La fillette de Granby, dont l’histoire a ému le Québec après être décédée tragiquement à la suite de mauvais traitements, aurait eu 8 ans le 17 octobre.

«C'est un triste anniversaire parce que c'est une petite fille qui aurait pu être protégée et qui a été délaissée par un système entier», a déploré Me Valérie Assouline, l’avocate de la mère de la fillette décédée le 30 avril dernier.

Au lendemain de ce triste anniversaire, et à quelques jours du début de la Commission Laurent, Me Valérie Assouline veut s’assurer qu’on n’oublie pas la jeune fille.

 

«Il faut que la mémoire de cette fillette ne soit jamais oubliée parce qu'aujourd'hui elle représente un symbole de ces enfants maltraités», a-t-elle dit à Dutrizac sur QUB radio.

L'avocate a l'intention de témoigner à la Commission Laurent, mise sur pied à la suite du décès de la fillette et chargée de faire la lumière sur la maltraitance des enfants, «pour dire qu'il faut que les choses changent maintenant.»

Elle ne comprend pas que rien n'ait changé depuis la mort de la fillette.

«Comment ça se fait que le bateau n'ait pas changé de direction depuis la mort de cette fillette», a lancé Me Assouline, qui estime que les abus des intervenants continuent et qu'un millier d'enfants sont présentement victimes d'abus au Québec en raison d'un système défaillant.

«C'est un triste anniversaire pour sa mère aussi qui se retrouve avec un vide d'avoir perdu sa fille ainée. Elle ne pourra plus jamais entendre sa voix.

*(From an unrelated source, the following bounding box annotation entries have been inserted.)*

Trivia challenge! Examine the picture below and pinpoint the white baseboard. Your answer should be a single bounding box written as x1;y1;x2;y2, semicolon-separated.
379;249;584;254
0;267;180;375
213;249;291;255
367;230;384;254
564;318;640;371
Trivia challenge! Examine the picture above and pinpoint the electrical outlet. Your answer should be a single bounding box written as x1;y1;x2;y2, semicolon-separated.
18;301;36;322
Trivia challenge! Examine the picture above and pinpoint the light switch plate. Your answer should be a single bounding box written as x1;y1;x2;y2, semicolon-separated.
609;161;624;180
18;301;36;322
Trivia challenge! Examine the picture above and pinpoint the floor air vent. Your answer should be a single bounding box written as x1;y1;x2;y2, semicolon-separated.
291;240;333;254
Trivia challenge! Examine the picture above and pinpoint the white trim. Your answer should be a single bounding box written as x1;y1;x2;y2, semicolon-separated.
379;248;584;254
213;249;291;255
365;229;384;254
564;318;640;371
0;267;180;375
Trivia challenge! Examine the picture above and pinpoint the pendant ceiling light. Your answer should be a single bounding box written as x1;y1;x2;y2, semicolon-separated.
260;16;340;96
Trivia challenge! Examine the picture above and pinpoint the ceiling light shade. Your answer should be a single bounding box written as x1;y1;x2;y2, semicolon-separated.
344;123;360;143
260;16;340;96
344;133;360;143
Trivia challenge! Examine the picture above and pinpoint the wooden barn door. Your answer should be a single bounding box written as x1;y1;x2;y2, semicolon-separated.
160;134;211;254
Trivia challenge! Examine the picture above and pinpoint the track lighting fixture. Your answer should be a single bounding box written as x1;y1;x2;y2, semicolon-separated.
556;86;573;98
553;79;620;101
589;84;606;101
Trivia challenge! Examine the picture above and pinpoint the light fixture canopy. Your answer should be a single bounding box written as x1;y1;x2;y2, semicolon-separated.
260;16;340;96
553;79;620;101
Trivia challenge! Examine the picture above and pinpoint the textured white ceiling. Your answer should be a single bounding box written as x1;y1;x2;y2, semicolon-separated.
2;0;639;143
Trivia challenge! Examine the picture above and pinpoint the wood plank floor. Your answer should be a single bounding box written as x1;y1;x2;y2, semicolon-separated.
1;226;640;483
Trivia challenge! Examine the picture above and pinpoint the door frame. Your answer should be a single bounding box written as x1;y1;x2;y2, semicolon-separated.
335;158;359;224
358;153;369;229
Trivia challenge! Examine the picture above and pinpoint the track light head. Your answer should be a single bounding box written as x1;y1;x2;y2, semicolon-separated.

C'est une mère qui va vivre avec un sentiment d'impuissance tout le restant de ses jours parce qu'elle a vu sa fille mourir à petit feu et elle n'a jamais pu la protéger, se faire entendre par la DPJ, malgré les nombreux appels à l'aide», a raconté Me Assouline, qui rappelle que la mère biologique de la fillette a été mise à l'écart dès la naissance de l'enfant.

«Elle était jeune et elle aurait eu besoin de soutien», a expliqué l'avocate en parlant de la mère de la fillette.

Me Valérie Assouline a l'intention d'intenter une poursuite au civil au nom de la mère contre les institutions qui ont failli à protéger la fillette.

Quant à la Commission Laurent, elle commence le 22 octobre.